De retour à Melbourne, après mes 35h de métro aérien. Un immense merci à vous pour tous les échanges, votre gentillesse, votre passion pour 65 Maladresses des jeunes manuscrits (il s’en serait vendu près d’une centaine rien que sur les Imaginales), votre compréhension samedi du festival avec le coup de chaud. Je suis maintenant en hiver, sous la pluie, avec la floraison imminente des wattles (sorte de mimosa).
En début d’année, j’avais annoncé que je ne donnais plus de date pour la sortie de La Succession des Âges (« Les Dieux sauvages » V) entre autres pour ma santé mentale. N’ayez crainte, tout va bien, mais je sors d’un gros trou. En retour, j’avais pris deux engagements :
- Je ne travaille que sur ce roman en forme longue. Je peux, pour m’aérer l’esprit, faire un essai (65 Maladresses des jeunes manuscrits) ou des projets courts (nouvelles, bande originale de court-métrage), mais la forme romanesque longue est La Succession des Âges, rien d’autre.
- Vous donner des nouvelles d’où en sont les choses.
C’est ce qu’on va faire maintenant. Où en est le bouquin ?
Le premier jet est achevé aux 4/5 (il reste quand même une longueur considérable à couvrir, vu l’ampleur du bidule), tout est planifié, et j’ai fait mes passes de corrections sur environ 3/5, conduisant à dégraisser 600 000 signes (soit la moitié de La Messagère du Ciel…) rien qu’en concision, efficacité, impact narratifs. J’ai continué sur cette lancée, mais je suis à présent confronté à des difficultés d’écriture que je n’ai jamais eu sur un bouquin de taille « normale » (1-1,5 millions de signes) : le souffle de certaines trames narratives.
J’en ai notamment identifié une qui était calibrée pour fonctionner sur un bouquin « normal » mais qui, sur 3 millions de signes probables à terme (environ 1600 pages), nécessite une nouvelle passe narrative. Il faut entre autres y insuffler davantage de complexité et d’humanité pour y trouver le contraste central à l’exercice du roman, ce qui me donnera l’élan indispensable pour amener ce pan de l’histoire jusqu’à la ligne d’arrivée.
Cependant, comme cela va altérer la dynamique de cette trame, c’est un travail de reprise que je dois faire maintenant pour savoir « où » écrire sa fin, et comment elle interagira avec les autres trames, ce qui se produit énormément sur le dernier cinquième du roman. C’est donc le travail du moment, puis reprendra la rédaction du dernier cinquième.

Deux fous excellentes volontés, attentives et connaissant bien la saga, se sont porté volontaires pour rejoindre l’équipe de bêta-lecture (les fous volontés habituelles étant déjà passées sur l’ancienne version). Je les remercie déjà profondément, parce qu’elles ne savent pas dans quoi elles mettent les pieds…

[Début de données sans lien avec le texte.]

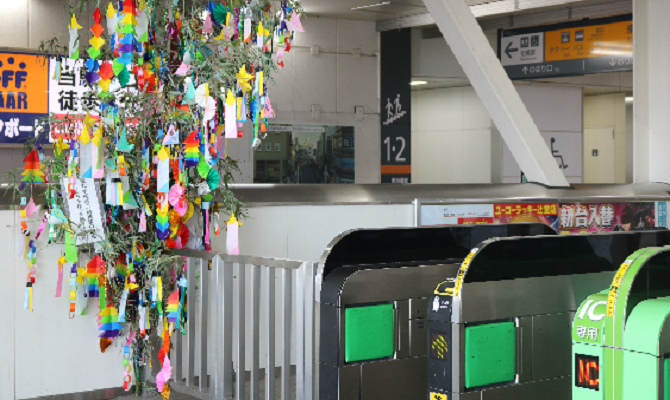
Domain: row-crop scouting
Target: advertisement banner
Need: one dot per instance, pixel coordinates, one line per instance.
(576, 218)
(546, 213)
(471, 214)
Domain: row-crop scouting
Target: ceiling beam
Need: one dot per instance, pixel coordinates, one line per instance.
(522, 17)
(494, 88)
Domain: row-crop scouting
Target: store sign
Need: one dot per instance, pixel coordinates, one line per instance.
(396, 106)
(33, 87)
(605, 217)
(584, 47)
(23, 95)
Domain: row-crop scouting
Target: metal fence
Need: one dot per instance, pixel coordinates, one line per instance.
(222, 310)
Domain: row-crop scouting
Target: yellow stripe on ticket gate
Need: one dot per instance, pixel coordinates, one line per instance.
(438, 396)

Il y a une autre trame qui nécessitera le même travail pour la muscler un peu, mais cela concerne uniquement son univers intérieur, et elle est pour ainsi dire écrite. Cela attendra la phase de corrections finales, avant remise aux bêta-lecteur·ices et à Florence Bury, ma courageuse, fantastique, exigeante directrice d’ouvrage sur Évanégyre.